The article was updated 2019. The update is at the end of the article. According to the update HN tried it but it didn't work well.
btilly
Not to the best of my knowledge.

If an article manages to get a few votes, quickly, then it gets on the front page fairly easily. (This one got there with 5 votes.) Once on the front page it snowballs. The obvious solution to that is to ask a handful of friends to vote for it. HN has a solution for that workaround by identifying vote rings and banning them, plus banning the site that was attempting to do that. So getting on the front page remains a crapshoot, even for good material.

> If an article manages to get a few votes, quickly, then it gets on the front page fairly easily.

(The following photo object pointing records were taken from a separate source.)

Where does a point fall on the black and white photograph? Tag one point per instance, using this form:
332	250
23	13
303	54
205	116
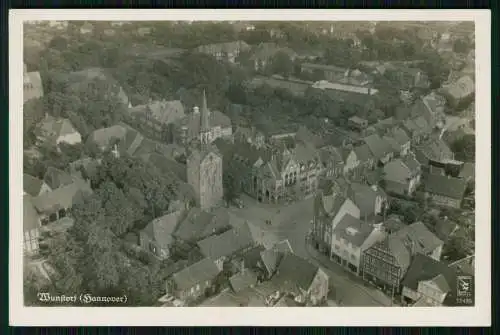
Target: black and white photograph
177	162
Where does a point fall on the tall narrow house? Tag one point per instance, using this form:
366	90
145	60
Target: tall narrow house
204	165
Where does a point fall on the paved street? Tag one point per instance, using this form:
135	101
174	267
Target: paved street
292	222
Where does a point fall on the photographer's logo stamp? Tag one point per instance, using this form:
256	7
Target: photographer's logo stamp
465	290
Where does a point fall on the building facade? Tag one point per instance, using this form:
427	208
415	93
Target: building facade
204	166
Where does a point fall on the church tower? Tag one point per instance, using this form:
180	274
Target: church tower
205	134
204	165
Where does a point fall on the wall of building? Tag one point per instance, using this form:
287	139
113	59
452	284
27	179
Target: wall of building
319	287
71	139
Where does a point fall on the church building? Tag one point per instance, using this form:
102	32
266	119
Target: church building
204	165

In principle yes, but HN's anti-voting-ring software often drops a lot of those votes. If you see something on /newest with a bunch of votes and it's not on the front page, that's likely why. A side-effect that we never anticipated is that some eagle-eyed HN users figured this out and started calling out the egregious cases. So we got a secondary hivemind ring-detector out of the deal.

ShamelessC
Yeah this is confusing to me because they imply you need a certain score to get on the front page but I'm seeing plenty of links on my front page with very few upvotes.
thrower123
The decay rate for front page items has always felt off to me. Quite often you'll see articles with 20-30 points and no comments camp in the middle of the front page all day, while more actively discussed items drop off.
Comments don't affect story rank, with the exception of the flamewar detector mentioned in the sibling comment by krapp. It's not uncommon for certain kinds of story to get plenty of upvotes but no comments. Those stay on the front page for a while. I think that's fine; something can be interesting even though we don't have anything to say about it.
Items with active discussions are often implicitly penalized, because the number of comments are often greater than the number of upvotes, which is interpreted as a sign of low quality discussion or possible flamewar.
angry_octet
Post time of day is influential for most social media. This possibly depends on if a topic is more US or Europe relevant.

Different sources of the same breaking news seem to have widely divergent scores, well before the content is read.